Legacy practitioners warn UK legacy proposals would ‘undermine the rule of law’
A group of human rights NGOs, academics and lawyers has warned that new legacy proposals from the UK government “would breach both international law and the domestic Human Rights Act, deliver impunity, bury truth recovery and fundamentally undermine the rule of law”.
An open letter signed by 18 organisations and individuals raises concerns that the legacy bill proposed in the recent Queen’s Speech “departs unilaterally from an existing agreement with the Irish government and local political parties”.
The government has promised legislation to “address the legacy of the past”, but has yet to announce the detail of the legislation. Media reports based on unnamed sources suggest that it could include an end to criminal prosecutions and inquests.
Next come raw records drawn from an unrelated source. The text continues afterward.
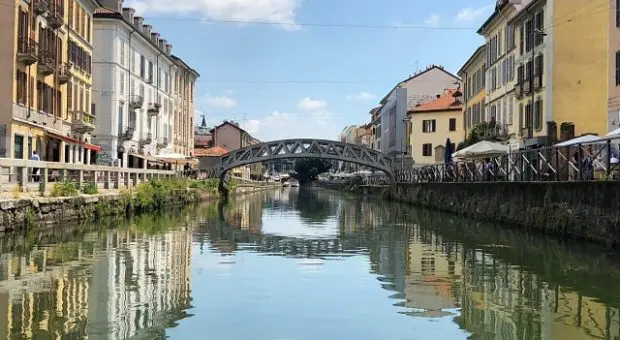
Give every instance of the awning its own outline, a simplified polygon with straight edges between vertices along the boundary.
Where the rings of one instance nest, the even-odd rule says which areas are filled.
[[[54,133],[54,132],[51,132],[51,131],[49,131],[49,130],[46,130],[45,132],[46,132],[48,135],[50,135],[50,136],[52,136],[52,137],[54,137],[54,138],[57,138],[57,139],[63,140],[63,141],[65,141],[65,142],[68,142],[68,143],[71,143],[71,144],[82,145],[83,147],[85,147],[85,148],[87,148],[87,149],[90,149],[90,150],[93,150],[93,151],[96,151],[96,152],[101,151],[101,147],[100,147],[99,145],[95,145],[95,144],[90,144],[90,143],[82,142],[82,141],[81,141],[81,140],[79,140],[79,139],[71,138],[71,137],[68,137],[68,136],[63,136],[63,135],[61,135],[61,134]]]

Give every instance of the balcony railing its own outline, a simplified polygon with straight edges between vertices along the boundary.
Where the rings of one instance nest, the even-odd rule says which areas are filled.
[[[17,61],[30,66],[39,60],[37,42],[34,39],[20,37],[17,41]]]
[[[62,27],[62,25],[65,24],[65,20],[63,18],[64,13],[65,9],[63,6],[58,4],[51,6],[50,11],[46,17],[47,25],[53,29]]]
[[[531,82],[529,80],[526,80],[523,82],[523,92],[524,93],[530,93],[532,91],[531,88]]]
[[[56,71],[56,56],[49,51],[39,50],[39,72],[49,76]]]
[[[523,97],[523,84],[521,83],[515,84],[515,97],[517,98]]]
[[[534,137],[534,133],[531,127],[522,127],[521,128],[521,137],[523,138],[532,138]]]
[[[142,96],[130,96],[129,97],[129,109],[130,110],[141,109],[142,105],[144,105],[144,98],[142,98]]]
[[[150,116],[157,116],[159,114],[159,109],[161,108],[161,104],[159,103],[150,103],[147,109],[147,112]]]
[[[534,91],[542,88],[542,77],[539,74],[534,75]]]
[[[34,0],[32,4],[32,11],[36,15],[45,14],[49,9],[49,2],[47,0]]]
[[[128,127],[123,134],[124,140],[132,140],[134,133],[136,133],[136,128],[134,127],[136,124],[134,122],[133,126]]]
[[[63,63],[56,70],[56,79],[58,79],[59,84],[66,84],[71,79],[71,64]]]
[[[95,130],[95,116],[85,111],[75,111],[71,130],[78,134],[93,132]]]

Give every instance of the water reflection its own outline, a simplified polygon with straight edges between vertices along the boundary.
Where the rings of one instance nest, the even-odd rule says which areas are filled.
[[[619,263],[596,247],[283,189],[0,238],[0,337],[620,339]]]

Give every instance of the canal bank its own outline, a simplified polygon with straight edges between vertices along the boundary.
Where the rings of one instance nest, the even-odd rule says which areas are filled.
[[[481,221],[616,247],[620,244],[620,183],[476,182],[320,186],[381,196]]]
[[[67,197],[4,199],[0,200],[0,232],[160,211],[219,199],[215,187],[201,183],[163,179],[144,182],[133,189],[94,195],[73,192]],[[231,189],[231,196],[242,196],[273,187],[264,184],[236,185]]]

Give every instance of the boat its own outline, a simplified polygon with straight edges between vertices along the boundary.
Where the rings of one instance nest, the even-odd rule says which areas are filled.
[[[288,182],[289,182],[289,185],[292,188],[299,188],[299,182],[297,182],[296,180],[291,180],[291,181],[288,181]]]

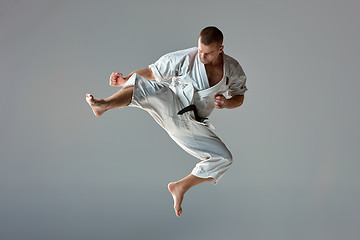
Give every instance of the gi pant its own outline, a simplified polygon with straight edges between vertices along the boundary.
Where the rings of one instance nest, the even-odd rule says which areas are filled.
[[[167,83],[149,81],[135,73],[123,87],[127,86],[134,86],[128,106],[147,111],[182,149],[201,160],[192,175],[211,177],[210,182],[216,184],[232,163],[231,153],[219,137],[196,121],[192,112],[177,114],[186,106]]]

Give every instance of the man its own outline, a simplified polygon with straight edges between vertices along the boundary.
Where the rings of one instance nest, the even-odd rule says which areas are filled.
[[[197,48],[166,54],[126,77],[113,72],[110,85],[122,88],[108,98],[86,95],[96,116],[124,106],[146,110],[182,149],[201,160],[191,174],[168,184],[177,216],[187,190],[205,181],[216,184],[232,162],[231,153],[206,121],[214,108],[241,106],[247,90],[240,64],[224,54],[222,43],[222,32],[206,27]]]

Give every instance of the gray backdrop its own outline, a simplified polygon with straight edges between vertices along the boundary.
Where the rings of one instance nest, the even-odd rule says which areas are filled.
[[[0,2],[0,238],[359,239],[359,1]],[[95,117],[128,74],[218,26],[248,76],[211,121],[234,156],[214,186],[167,190],[197,159],[146,112]]]

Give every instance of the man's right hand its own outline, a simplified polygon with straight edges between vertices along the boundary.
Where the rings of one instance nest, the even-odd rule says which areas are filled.
[[[110,76],[110,86],[121,87],[124,86],[126,80],[124,79],[122,73],[113,72]]]

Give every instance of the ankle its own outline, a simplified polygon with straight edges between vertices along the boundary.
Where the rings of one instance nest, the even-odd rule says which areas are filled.
[[[112,100],[108,98],[100,99],[99,103],[101,103],[101,107],[104,108],[104,110],[109,110],[110,106],[112,104]]]
[[[188,184],[186,184],[186,182],[181,181],[181,180],[177,181],[175,183],[176,183],[177,189],[182,193],[187,192],[191,188]]]

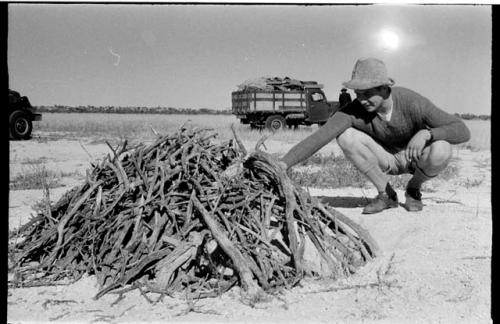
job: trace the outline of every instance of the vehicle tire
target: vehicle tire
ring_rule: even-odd
[[[319,122],[318,127],[323,127],[326,124],[326,122]]]
[[[259,126],[256,123],[250,123],[250,128],[251,129],[258,129]]]
[[[266,128],[272,131],[277,131],[285,128],[286,120],[281,115],[272,115],[266,119]]]
[[[10,136],[14,139],[29,139],[33,124],[28,114],[23,111],[16,110],[9,117]]]

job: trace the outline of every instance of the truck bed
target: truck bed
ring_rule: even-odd
[[[233,114],[256,111],[304,112],[306,98],[303,91],[245,90],[231,93]]]

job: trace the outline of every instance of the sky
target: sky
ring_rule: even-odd
[[[288,76],[336,101],[375,57],[441,109],[489,115],[491,20],[490,5],[9,4],[9,87],[35,106],[229,109],[245,80]]]

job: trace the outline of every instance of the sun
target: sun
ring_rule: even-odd
[[[379,33],[382,47],[387,50],[397,50],[399,48],[399,36],[390,29],[382,29]]]

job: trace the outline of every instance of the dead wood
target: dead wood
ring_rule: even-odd
[[[254,303],[319,275],[305,261],[308,249],[334,278],[376,255],[366,230],[322,206],[259,150],[265,138],[249,153],[232,130],[235,139],[219,144],[216,133],[184,126],[150,145],[108,143],[112,154],[92,164],[84,183],[9,233],[10,285],[88,273],[100,284],[96,299],[131,289],[149,299],[214,297],[239,283]]]

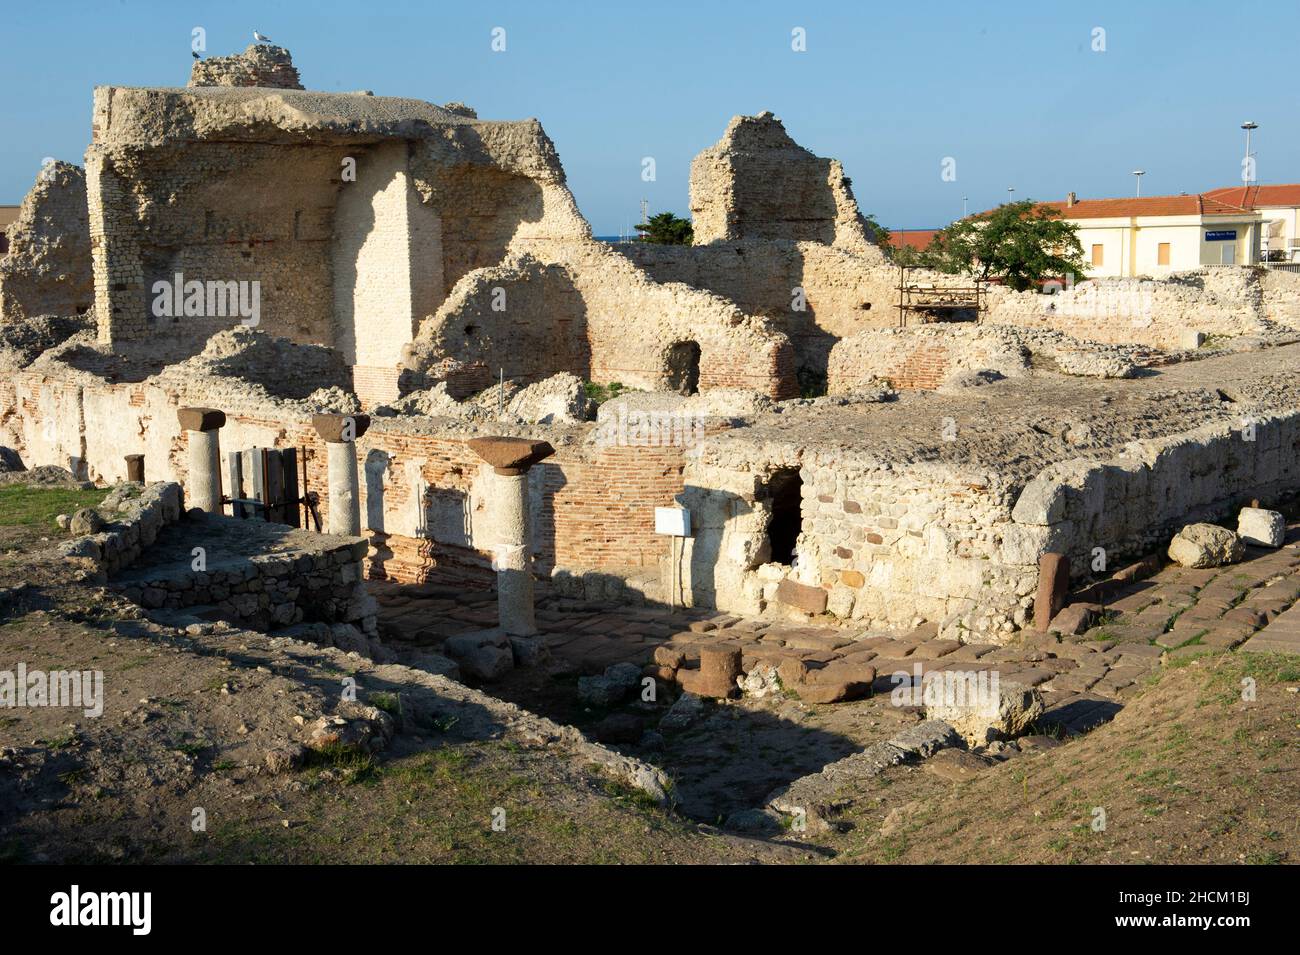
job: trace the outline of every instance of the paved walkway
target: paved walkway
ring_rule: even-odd
[[[1128,584],[1105,604],[1096,626],[1079,635],[1031,631],[1009,646],[938,639],[933,625],[906,634],[818,620],[772,622],[707,610],[591,604],[543,592],[538,624],[557,669],[599,673],[613,663],[656,669],[680,651],[685,666],[702,645],[738,646],[743,669],[795,657],[810,670],[876,671],[872,689],[887,693],[898,672],[993,670],[999,679],[1036,686],[1048,704],[1045,722],[1068,733],[1110,719],[1162,661],[1249,650],[1300,652],[1300,527],[1279,550],[1250,549],[1244,561],[1210,570],[1170,565]],[[397,643],[436,647],[457,633],[496,624],[495,595],[445,585],[372,582],[381,634]]]
[[[1241,645],[1252,653],[1300,654],[1300,606],[1283,611],[1276,620]]]

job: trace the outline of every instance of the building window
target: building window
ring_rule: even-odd
[[[1094,266],[1102,264],[1101,249],[1102,247],[1100,245],[1094,245],[1092,247],[1092,264]]]
[[[1156,264],[1157,265],[1169,264],[1169,243],[1168,242],[1161,242],[1159,245],[1156,246]]]

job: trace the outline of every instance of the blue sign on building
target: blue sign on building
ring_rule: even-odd
[[[1205,241],[1206,241],[1206,242],[1236,242],[1236,241],[1237,241],[1237,230],[1236,230],[1236,229],[1219,229],[1219,230],[1214,231],[1214,232],[1206,232],[1206,233],[1205,233]]]

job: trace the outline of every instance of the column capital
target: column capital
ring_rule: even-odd
[[[314,414],[311,426],[329,444],[346,444],[355,441],[370,427],[370,415],[365,414]]]
[[[176,418],[186,431],[216,431],[226,423],[226,413],[216,408],[177,408]]]
[[[534,441],[532,438],[470,438],[465,443],[492,465],[497,474],[505,477],[526,474],[538,461],[555,453],[549,441]]]

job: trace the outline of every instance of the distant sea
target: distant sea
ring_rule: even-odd
[[[595,235],[592,238],[597,242],[635,242],[637,240],[634,235],[626,237],[621,235]]]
The open letter calls on the government to commit itself to the legacy processes in the 2014 Stormont House Agreement (SHA), which were reaffirmed in the 2020 New Decade, New Approach (NDNA) agreement.
Its signatories include the Committee on the Administration of Justice (CAJ), the Pat Finucane Centre, Amnesty International UK, Justice for the Forgotten (JFF), Rights and Security International and the Bloody Sunday Trust.
Solicitors Peter Madden and Fearghal Shiels of Madden & Finucane Solicitors, Niall Murphy and Kevin Winters of KRW LAW LLP, John Finucane of Finucane Toner Solicitors, Patricia Coyle and Nichola Harte of Hate Coyle Collins Solicitors and Padraig Ó Muirigh of Ó Muirigh Solicitors have also signed the letter.
It states: “The current British government committed in the [NDNA] agreement that restored the collapsed NI power-sharing institutions to legislating for the SHA ‘within 100 days’.
“Only two months later, in March 2020, the UK government unilaterally announced it was reneging on the SHA and intended to create instead an unclear ‘fast-track’ process of desk-based reviews. The express motivation for doing so related to a small number of former soldiers being charged over conflict-related killings.”
It adds: “The British government is, for example, now actively considering halting cases already before the courts and prosecution service, and curtailing legacy inquests.
“These proposals raise serious questions as to the separation of powers, as well as compliance with the structures flowing from the Good Friday Agreement, where justice powers were largely transferred from London to Belfast.
“We are concerned that the new proposals by the British government would breach both international law and the domestic Human Rights Act, deliver impunity, bury truth recovery and fundamentally undermine the rule of law.
“We call on the British government to ensure compliance with the rule of law and their investigative obligations under the Human Rights Act and the ECHR.”